アクア、ノート共にハイブリッド車ですが実は全く別物と言っても良いかもしれません。両車ともにエンジンとモーターが搭載されているのは共通ですが、その使い方が異なっています。

アクアはエンジンの出力とモーターの出力を合わせたり、時にはモーターのみで走行したりと、状況に応じて出力を切り替える“パラレルシリーズハイブリッド”ですが、ノートの場合エンジンは完全に発電専用で、駆動しているのはモーターの出力のみとなる”シリーズハイブリッド”です。ですのでノートは一般的なハイブリッド車というよりは、”発電機つきの電気自動車”といった表現の方が正しいかもしれません。

アクアはハイブリッド専用モデルなのでパワートレインは1種類のみですが、ノートはガソリン車も選択することができて、ハイブリッドの他に1200ccスーパーチャージャー搭載モデルと1200cc自然吸気エンジンの3種類から選択することができます。4WDも選択可能なのでパワートレインの豊富さはノートの方が上手と言えそうです。

ここで気になる燃費の比較です。アクアがハイブリッドのみしか無いので、ノートも同じくハイブリッドで比較するとします。

・アクア

38.0km/L

・ノート

37.2km/L

お互いカタログ値です。僅かながらにアクアがリードするものの、ほとんど互角と言える燃費の差です。

エコカーとして申し分ない低燃費性能のアクア、ノートですが、実際の”走り”はどうなのなのでしょうか?

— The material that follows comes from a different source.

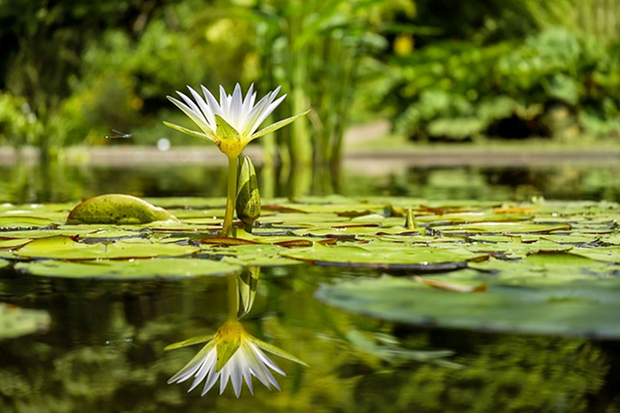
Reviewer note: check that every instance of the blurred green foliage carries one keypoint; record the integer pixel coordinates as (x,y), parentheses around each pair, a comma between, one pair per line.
(484,75)
(440,69)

その前にガソリンエンジンとモーターのパワーの発揮の仕方の違いを考えてみましょう。

ガソリンエンジンは得意な回転域(最もパワーの出る回転域)がそれぞれのエンジンごとに決まっていて、だいたいのエンジンは高回転になるほどパワーが出るように設計されているので、ガソリンエンジン車は回転数が上がればパワフルですが、低回転は苦手なことが多いのです。発進で使用される低回転域が苦手なので、stop and goの多い渋滞などでは燃費が悪くなります。

一方モーターは低回転からマックスパワーを発揮することができて、スタートダッシュが最も得意ですが、高回転では抵抗の影響もありそこまでパワーを発揮することができなくなります。

前述した通りアクアはガソリン+モーター出力なので、走りだしはモーターのみ、中高速はガソリン+モーターと役割分担を変えながら走行するので満遍なくスムーズな加速を全速度域で発揮することができます。モーターとエンジンのそれぞれ得意な分野をうまく活用しているので、全回転域で効率の良い走りができると言えます。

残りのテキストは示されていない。